Jakarta, Bakaba.co – Kementerian Ketenagakerjaan (Kemenaker) mencatat jumlah pekerja yang terkena pemutusan hubungan kerja (PHK) di Indonesia telah mencapai 64.751 orang sejak Januari hingga 18 November 2024. Angka ini meningkat 804 pekerja dibandingkan data per Oktober 2024 yang mencatat 63.947 pekerja ter-PHK.
“Total PHK per 18 November 2024 mencapai 64.751 tenaga kerja,” ujar Direktur Jenderal Pembinaan Hubungan Industrial dan Jaminan Sosial Ketenagakerjaan Kemenaker, Indah Anggoro Putri, saat dihubungi, Senin (18/11/2024).
DKI Jakarta Menjadi Wilayah dengan PHK Tertinggi
Berdasarkan data, DKI Jakarta menjadi wilayah dengan jumlah pekerja ter-PHK terbanyak, yaitu 14.501 orang. Angka ini stagnan sejak Oktober 2024, yang menunjukkan belum ada perusahaan baru yang melakukan PHK selama bulan November.
Di posisi kedua, provinsi Jawa Tengah mencatat 12.492 pekerja ter-PHK, meningkat tipis dari Oktober sebanyak 12.489 pekerja. Sementara itu, Banten mencatatkan peningkatan signifikan, dengan 10.992 pekerja ter-PHK, naik 290 pekerja dibandingkan Oktober yang sebanyak 10.702 pekerja.
Sektor Pengolahan Mendominasi Angka PHK
Data Kemenaker menunjukkan bahwa sektor pengolahan menjadi penyumbang terbesar angka PHK sepanjang 2024, dengan 28.336 pekerja kehilangan pekerjaan.
Sektor ini diikuti oleh:
Aktivitas jasa lainnya: 15.629 pekerja.
Perdagangan besar dan eceran: 8.543 pekerja.

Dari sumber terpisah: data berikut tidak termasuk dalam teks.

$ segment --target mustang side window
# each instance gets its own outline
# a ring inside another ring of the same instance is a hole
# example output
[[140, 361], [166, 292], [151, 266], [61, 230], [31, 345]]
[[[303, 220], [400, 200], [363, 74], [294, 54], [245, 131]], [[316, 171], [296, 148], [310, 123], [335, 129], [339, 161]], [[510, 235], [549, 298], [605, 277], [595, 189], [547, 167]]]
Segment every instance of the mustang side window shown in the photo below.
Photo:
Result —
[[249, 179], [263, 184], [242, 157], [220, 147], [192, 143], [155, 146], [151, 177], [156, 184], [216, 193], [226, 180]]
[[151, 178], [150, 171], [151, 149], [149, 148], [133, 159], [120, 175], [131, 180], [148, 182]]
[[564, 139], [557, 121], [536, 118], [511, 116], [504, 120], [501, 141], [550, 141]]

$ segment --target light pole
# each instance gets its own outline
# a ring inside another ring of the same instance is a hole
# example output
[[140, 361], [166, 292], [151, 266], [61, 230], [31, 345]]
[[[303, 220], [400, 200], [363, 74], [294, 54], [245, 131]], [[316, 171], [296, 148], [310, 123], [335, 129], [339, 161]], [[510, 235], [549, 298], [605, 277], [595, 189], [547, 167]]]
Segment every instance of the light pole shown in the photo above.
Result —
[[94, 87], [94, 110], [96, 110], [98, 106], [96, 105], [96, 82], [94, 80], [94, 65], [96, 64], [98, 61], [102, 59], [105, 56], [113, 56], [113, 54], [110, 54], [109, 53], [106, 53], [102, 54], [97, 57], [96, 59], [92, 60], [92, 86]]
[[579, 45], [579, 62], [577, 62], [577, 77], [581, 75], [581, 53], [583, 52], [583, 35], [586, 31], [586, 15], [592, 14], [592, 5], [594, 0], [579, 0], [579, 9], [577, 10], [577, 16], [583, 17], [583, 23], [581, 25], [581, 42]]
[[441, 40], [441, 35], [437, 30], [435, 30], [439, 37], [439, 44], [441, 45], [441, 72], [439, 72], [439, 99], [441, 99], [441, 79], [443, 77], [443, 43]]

Angka-angka ini menunjukkan bahwa industri pengolahan menghadapi tantangan berat di tengah melemahnya permintaan domestik dan tekanan dari produk impor.
Industri Manufaktur Indonesia dalam Kondisi Genting
Para pengamat ekonomi menilai peningkatan angka PHK merupakan tanda bahwa sektor manufaktur Indonesia sedang dalam kondisi tidak stabil. Ekonom Universitas Paramadina, Wijayanto Samirin, mengungkapkan bahwa situasi ini menunjukkan sinyal deindustrialisasi atau penurunan peran industri dalam perekonomian.
“Industri manufaktur kini menghadapi tekanan dari produk impor yang lebih kompetitif. Sementara itu, permintaan dalam negeri terus menurun, terlihat dari penurunan harga barang dan jasa serta berkurangnya rata-rata tabungan masyarakat Indonesia,” ujar Wijayanto.
Lebih lanjut, Wijayanto mengungkapkan bahwa beberapa pengusaha mulai menyerah pada tekanan ini. Banyak yang beralih menjadi pedagang produk asing, khususnya barang dari China, karena dianggap lebih menguntungkan dan minim risiko.
“Ini adalah lampu kuning bagi industri manufaktur Indonesia. Jika tidak segera ditangani, kita bisa kehilangan sektor industri yang vital,” tambahnya.
Proporsi Industri Manufaktur terhadap PDB Menurun
Senada dengan Wijayanto, Direktur Digital Celios, Nailul Huda, menyebutkan bahwa proporsi industri manufaktur terhadap Produk Domestik Bruto (PDB) terus menurun selama 10 tahun terakhir.
“Dulu proporsi industri manufaktur terhadap PDB mencapai lebih dari 20 persen, namun kini terus menurun. PMI (Purchasing Managers’ Index) juga menunjukkan perlambatan dalam beberapa bulan terakhir, yang semakin menekan sektor ini,” ungkap Nailul.
Selain itu, arus masuk produk impor yang semakin deras memperburuk situasi industri manufaktur dalam negeri, membuat daya saing produk lokal semakin melemah.
Tantangan Besar untuk Industri Manufaktur
Meningkatnya angka PHK menjadi sinyal serius bagi pemerintah dan pelaku industri untuk segera mengambil langkah strategis dalam menyelamatkan sektor manufaktur. Dukungan kebijakan yang memperkuat daya saing produk lokal, menekan produk impor, serta mendorong investasi di sektor industri menjadi kunci untuk mengatasi tantangan ini.